Cameron: World cannot let Kadhafi do 'terrible' things
British Prime Minister David Cameron said Tuesday the world cannot let Libya's Moamer Kadhafi do "terrible" things to his people, after discussing action, including a possible no-fly zone, with US President Barack Obama.
Cameron spoke on a prime-time British television show after the call with Obama, in which the White House and Downing Street said the two leaders agreed to prepare "a full spectrum" of possible responses to Kadhafi's crackdown on the opposition.
"I had a phone call with President Obama this afternoon to talk about the planning we have to do in case this continues and in case (Kadhafi) does terrible things to his own people," Cameron told the BBC's "The One Show."
"I don't think we can stand aside and let that happen," he said. "We have got to prepare for what we might have to do if he goes on brutalising his own people."
The two leaders spoke amid renewed international calls for a no-fly zone as Libya's air force stepped up strikes on front line rebels on Tuesday.
Cameron also responded to complaints that the West was being too slow to respond to Kadhafi's crackdown on rebels by saying that the UN Security Council had acted with unusual speed to impose sanctions.
"We need to keep on doing those things to isolate this man and his regime and say that he has got to go," Cameron said.
The official statements from London and Washington about the call were less revealing than Cameron's remarks.

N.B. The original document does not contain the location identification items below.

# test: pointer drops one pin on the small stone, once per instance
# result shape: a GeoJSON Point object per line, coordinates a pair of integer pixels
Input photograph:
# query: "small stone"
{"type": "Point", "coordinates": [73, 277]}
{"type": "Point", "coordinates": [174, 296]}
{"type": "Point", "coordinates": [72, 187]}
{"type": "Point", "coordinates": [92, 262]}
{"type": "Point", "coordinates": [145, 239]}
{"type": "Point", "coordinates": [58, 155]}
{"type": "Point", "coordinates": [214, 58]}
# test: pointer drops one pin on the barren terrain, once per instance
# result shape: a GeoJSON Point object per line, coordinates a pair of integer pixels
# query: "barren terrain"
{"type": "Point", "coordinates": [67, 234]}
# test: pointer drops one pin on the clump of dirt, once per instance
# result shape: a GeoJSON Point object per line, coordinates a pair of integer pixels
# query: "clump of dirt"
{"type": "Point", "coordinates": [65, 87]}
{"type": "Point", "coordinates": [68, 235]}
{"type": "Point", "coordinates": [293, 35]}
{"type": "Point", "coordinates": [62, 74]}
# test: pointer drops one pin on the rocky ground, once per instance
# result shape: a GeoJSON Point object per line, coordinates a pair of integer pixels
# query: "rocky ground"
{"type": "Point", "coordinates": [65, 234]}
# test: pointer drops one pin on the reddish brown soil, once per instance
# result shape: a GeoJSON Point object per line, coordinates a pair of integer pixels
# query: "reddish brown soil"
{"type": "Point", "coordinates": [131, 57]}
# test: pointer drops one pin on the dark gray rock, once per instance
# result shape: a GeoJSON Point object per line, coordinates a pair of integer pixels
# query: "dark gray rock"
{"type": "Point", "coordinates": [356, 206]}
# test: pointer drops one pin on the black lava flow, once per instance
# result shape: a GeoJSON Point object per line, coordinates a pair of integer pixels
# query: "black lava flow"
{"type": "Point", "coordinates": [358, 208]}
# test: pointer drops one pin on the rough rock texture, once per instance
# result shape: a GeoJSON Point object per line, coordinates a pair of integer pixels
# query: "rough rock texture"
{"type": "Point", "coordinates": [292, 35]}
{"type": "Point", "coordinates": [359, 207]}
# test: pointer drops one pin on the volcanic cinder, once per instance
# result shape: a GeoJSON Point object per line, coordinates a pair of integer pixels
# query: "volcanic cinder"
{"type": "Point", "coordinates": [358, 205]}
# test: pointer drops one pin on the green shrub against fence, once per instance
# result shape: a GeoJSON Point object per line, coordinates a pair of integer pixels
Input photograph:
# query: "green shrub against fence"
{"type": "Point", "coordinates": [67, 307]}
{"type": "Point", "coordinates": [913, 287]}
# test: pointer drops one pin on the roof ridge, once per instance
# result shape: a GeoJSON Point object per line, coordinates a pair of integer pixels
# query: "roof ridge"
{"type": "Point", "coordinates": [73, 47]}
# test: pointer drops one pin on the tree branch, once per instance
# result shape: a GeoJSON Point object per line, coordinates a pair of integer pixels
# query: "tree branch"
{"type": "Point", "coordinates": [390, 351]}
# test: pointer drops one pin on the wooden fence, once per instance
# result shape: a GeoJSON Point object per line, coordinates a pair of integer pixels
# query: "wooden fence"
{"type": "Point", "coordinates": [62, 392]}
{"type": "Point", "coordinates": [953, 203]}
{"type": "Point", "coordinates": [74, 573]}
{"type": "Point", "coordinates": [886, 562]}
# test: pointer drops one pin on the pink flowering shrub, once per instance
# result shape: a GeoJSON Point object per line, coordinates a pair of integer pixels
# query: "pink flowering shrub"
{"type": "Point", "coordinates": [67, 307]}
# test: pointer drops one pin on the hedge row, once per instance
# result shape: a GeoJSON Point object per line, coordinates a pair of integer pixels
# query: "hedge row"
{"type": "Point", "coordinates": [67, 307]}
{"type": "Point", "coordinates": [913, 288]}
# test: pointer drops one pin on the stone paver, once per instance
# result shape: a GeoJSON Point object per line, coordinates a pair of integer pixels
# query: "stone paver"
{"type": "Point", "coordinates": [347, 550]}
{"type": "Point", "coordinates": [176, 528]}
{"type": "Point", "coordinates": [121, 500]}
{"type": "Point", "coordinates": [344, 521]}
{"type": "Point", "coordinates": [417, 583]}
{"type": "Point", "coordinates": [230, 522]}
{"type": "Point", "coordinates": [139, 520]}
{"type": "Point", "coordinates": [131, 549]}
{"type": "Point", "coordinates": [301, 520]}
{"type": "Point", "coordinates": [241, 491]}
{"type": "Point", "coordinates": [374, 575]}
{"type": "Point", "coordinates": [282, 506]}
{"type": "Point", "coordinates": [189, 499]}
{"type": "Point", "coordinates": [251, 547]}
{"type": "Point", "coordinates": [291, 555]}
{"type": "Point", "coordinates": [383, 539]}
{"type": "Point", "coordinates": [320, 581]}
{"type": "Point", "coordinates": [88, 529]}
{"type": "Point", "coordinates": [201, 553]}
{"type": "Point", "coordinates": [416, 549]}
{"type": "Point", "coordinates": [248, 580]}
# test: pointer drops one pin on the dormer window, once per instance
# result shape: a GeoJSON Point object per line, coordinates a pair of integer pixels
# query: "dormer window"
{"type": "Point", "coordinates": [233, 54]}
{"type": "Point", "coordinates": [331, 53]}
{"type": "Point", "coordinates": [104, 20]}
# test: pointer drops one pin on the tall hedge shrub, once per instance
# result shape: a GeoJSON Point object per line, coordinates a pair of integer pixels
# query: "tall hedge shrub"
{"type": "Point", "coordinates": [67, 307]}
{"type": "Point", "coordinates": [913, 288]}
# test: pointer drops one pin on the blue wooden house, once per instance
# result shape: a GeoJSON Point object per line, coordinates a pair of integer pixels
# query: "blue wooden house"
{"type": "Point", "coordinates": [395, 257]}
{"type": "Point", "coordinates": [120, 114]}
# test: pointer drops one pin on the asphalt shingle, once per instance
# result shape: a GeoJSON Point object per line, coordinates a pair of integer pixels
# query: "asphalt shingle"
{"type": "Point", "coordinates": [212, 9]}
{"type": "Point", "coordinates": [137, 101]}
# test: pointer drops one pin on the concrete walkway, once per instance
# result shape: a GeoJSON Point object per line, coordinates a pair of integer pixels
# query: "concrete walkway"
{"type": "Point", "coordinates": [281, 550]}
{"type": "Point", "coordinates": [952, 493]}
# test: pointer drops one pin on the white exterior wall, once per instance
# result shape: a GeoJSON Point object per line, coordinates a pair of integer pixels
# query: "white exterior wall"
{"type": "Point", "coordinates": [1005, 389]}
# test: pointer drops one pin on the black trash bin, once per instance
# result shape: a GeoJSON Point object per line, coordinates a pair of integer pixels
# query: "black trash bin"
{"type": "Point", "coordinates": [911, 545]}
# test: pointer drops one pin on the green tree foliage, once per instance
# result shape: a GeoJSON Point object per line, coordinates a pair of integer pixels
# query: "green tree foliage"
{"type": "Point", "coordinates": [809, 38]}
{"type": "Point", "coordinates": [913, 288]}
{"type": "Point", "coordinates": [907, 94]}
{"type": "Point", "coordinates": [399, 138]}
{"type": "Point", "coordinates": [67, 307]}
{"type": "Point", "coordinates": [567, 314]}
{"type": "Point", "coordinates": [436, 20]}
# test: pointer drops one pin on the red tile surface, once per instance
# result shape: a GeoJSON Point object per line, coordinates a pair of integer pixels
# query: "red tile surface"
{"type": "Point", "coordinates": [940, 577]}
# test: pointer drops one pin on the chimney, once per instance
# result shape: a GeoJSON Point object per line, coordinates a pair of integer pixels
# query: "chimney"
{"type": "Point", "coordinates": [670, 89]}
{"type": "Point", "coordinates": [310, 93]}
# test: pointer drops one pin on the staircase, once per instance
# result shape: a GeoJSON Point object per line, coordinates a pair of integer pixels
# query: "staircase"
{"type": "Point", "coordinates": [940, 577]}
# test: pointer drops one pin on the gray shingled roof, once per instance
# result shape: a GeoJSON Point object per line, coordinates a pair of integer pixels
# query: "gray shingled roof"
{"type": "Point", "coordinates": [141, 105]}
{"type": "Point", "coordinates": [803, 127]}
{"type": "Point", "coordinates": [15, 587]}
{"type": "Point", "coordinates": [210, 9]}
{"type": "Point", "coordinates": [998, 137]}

"The president and the prime minister agreed to press forward with planning, including at NATO, on the full spectrum of possible responses," the White House said in a statement.
Possible measures included surveillance, humanitarian assistance, enforcement of the arms embargo, and a no-fly zone, the White House said.
Cameron's office issued an almost identical statement.
Washington has been markedly less enthusiastic about the possibility of a no-fly zone than some allies, with some officials noting that it would likely require bombardments of Libya's air defenses.
Britain and France have been drawing up a draft UN Security Council resolution on a no-fly zone which could be presented as early as this week.
But White House spokesman Jay Carney on Tuesday told reporters on Air Force One that though Washington was actively considering a no-fly zone, such a step was complicated.
"There are complexities and realities involved in the adoption and implementation of a measure like a no-fly zone that we all need to be aware of as we consider it," Carney said.
Cameron and Obama also agreed that there must be an "immediate end to brutality and violence" in Libya and on the need for Kadhafi to leave power as "quickly as possible", according to the White House statement.
Obama also thanked Britain for its "partnership" at the United Nations and for its humanitarian assistance to the Libyan people.
The US president's telephone call to Cameron came with the British government under domestic fire over a botched special forces mission to contact Libyan rebels.
The team, reportedly made up of six soldiers from the elite Special Air Service (SAS) and two diplomats, believed to be MI6 intelligence officers, flew into Libya by helicopter and made their way to an eastern opposition-held city.
But they were rounded up by lightly armed rebels soon after they arrived, reports said.
Obama is also facing political pressure at home over Libya with several prominent members of Congress, including some allies, increasingly vocal in their calls for a no-fly zone.
His 2008 Republican presidential opponent Senator John McCain renewed his call for a no-fly zone on Tuesday.
"As we speak, innocent people of Libya are being massacred from the air," McCain said at a joint press conference with Australian Prime Minister Julia Gillard.
But other important members of Congress have been more circumspect, backing Defense Secretary Robert Gates's caution over the idea of enforcing aerial restrictions over Libya.
Senator Carl Levin, chairman of the Senate Armed Services committee said that any no-fly zone over Libya would need international support, including from some Arab nations.
The Democrat warned that absent that support, American action would risk turning a revolt against Kadhafi into opposition to the United States itself.